Subcellular chemical mapping using correlated cryogenic electron and mass spectrometry imaging

Nat Methods. 2026 May 25. doi: 10.1038/s41592-026-03109-7. Online ahead of print.

Abstract

Electron cryomicroscopy (cryo-EM) allows high spatial resolution visualization of biological specimens; however, it is challenging to chemically identify densities observed in cryo-EM. To overcome this, we combined cryo-EM with chemical imaging using focused ion beam secondary ion mass spectrometry (FIB-SIMS) for integrated spatiochemical analysis of untagged specimens. We show that our correlative workflow permits subcellular localization of molecules inside bacterial cells and is compatible with cryogenic light microscopy and FIB-milled lamellae of eukaryotic specimens.

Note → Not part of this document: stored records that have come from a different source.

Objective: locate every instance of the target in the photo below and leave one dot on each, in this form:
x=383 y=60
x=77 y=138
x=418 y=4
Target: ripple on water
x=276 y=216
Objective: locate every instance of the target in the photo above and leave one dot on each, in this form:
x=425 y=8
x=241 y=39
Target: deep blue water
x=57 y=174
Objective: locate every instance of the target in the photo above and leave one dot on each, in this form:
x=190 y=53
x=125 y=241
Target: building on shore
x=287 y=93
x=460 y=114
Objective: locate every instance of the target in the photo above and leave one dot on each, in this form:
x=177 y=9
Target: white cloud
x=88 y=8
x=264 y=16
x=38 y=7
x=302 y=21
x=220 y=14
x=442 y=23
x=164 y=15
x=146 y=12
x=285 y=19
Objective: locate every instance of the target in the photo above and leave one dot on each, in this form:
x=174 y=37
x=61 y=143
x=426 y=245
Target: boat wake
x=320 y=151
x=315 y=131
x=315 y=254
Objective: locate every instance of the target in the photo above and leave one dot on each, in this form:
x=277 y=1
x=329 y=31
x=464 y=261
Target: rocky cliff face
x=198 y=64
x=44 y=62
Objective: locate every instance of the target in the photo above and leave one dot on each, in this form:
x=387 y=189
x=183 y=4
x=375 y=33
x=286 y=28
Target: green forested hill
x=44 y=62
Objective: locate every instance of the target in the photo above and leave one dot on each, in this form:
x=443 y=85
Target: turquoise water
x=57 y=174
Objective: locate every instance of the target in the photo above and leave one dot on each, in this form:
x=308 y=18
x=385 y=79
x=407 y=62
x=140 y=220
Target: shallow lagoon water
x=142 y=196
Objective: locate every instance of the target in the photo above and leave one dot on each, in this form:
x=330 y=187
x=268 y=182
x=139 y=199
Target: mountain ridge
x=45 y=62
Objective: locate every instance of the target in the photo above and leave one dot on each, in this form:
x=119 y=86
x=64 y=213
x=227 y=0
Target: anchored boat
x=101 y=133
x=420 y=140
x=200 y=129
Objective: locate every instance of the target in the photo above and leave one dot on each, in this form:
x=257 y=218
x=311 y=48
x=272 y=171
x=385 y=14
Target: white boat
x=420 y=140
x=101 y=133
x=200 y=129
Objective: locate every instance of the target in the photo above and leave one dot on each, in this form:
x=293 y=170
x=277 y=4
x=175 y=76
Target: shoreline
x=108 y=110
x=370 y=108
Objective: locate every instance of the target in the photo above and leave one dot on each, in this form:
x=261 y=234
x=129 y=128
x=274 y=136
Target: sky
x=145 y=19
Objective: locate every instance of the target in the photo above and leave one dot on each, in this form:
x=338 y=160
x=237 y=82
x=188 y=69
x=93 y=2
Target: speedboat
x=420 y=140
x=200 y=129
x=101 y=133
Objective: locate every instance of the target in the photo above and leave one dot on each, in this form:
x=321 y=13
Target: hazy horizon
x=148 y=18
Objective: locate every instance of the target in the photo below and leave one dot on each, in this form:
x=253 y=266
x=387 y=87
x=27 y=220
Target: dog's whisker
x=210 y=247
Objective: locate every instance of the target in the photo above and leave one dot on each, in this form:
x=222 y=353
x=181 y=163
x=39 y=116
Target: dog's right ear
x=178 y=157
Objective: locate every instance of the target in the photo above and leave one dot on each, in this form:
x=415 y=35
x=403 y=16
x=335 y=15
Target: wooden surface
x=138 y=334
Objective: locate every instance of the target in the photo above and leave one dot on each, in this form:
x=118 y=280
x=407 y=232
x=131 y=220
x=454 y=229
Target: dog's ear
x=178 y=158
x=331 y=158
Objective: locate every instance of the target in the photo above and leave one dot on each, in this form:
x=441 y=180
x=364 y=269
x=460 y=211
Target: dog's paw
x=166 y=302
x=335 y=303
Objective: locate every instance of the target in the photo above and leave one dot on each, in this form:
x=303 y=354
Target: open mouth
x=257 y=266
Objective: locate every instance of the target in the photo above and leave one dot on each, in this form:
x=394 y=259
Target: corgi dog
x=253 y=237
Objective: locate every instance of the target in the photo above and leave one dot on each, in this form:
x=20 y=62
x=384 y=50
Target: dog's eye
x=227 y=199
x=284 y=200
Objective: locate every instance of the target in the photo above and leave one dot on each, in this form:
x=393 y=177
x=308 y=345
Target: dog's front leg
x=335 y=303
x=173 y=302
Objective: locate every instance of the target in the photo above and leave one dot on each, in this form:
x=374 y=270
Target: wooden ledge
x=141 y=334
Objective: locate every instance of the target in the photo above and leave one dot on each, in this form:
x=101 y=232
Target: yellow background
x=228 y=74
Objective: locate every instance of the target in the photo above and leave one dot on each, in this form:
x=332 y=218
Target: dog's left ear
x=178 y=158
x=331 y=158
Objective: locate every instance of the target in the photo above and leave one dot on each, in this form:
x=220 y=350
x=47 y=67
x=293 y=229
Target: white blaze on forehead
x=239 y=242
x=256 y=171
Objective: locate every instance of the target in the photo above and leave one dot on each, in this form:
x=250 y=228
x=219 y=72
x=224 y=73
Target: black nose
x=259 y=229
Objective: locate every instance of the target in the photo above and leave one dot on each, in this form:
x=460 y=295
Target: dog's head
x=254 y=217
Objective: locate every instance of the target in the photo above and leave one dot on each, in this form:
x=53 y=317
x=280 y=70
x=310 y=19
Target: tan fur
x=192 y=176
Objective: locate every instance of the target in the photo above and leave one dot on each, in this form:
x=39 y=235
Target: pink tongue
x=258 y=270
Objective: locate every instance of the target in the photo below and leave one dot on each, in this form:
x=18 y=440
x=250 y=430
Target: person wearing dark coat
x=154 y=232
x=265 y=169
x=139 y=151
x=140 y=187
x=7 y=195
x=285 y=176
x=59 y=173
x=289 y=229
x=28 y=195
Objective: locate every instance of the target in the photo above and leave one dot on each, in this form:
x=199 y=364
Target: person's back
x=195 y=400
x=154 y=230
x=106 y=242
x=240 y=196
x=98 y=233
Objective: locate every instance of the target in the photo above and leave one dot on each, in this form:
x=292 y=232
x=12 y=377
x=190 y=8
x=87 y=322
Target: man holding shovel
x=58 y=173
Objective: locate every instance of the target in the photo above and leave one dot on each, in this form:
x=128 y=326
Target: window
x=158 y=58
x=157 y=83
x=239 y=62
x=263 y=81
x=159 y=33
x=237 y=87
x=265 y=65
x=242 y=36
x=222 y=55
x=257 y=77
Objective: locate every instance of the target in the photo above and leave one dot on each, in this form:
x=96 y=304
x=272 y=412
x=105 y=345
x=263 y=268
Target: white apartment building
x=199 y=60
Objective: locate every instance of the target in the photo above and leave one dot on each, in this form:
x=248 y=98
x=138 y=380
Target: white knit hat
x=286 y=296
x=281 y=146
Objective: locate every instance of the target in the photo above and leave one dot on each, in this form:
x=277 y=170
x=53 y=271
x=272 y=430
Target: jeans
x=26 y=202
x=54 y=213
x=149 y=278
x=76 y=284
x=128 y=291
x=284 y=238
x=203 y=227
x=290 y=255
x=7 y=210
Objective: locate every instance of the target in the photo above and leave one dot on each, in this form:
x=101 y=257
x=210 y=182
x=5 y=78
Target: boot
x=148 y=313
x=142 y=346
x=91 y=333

To highlight biological insights enabled by the workflow, we studied the uptake of bisphenol-AF, a widespread chemical pollutant, by environmental bacteria, revealing the storage of these chemicals within cytosolic phase-separated aggregates in pollutant-exposed cells, where they cannot be removed by the bacterial efflux machinery despite its robust upregulation. Cryo-EM-FIB-SIMS therefore represents an effective approach to map elemental and molecular signatures in near-native biological samples.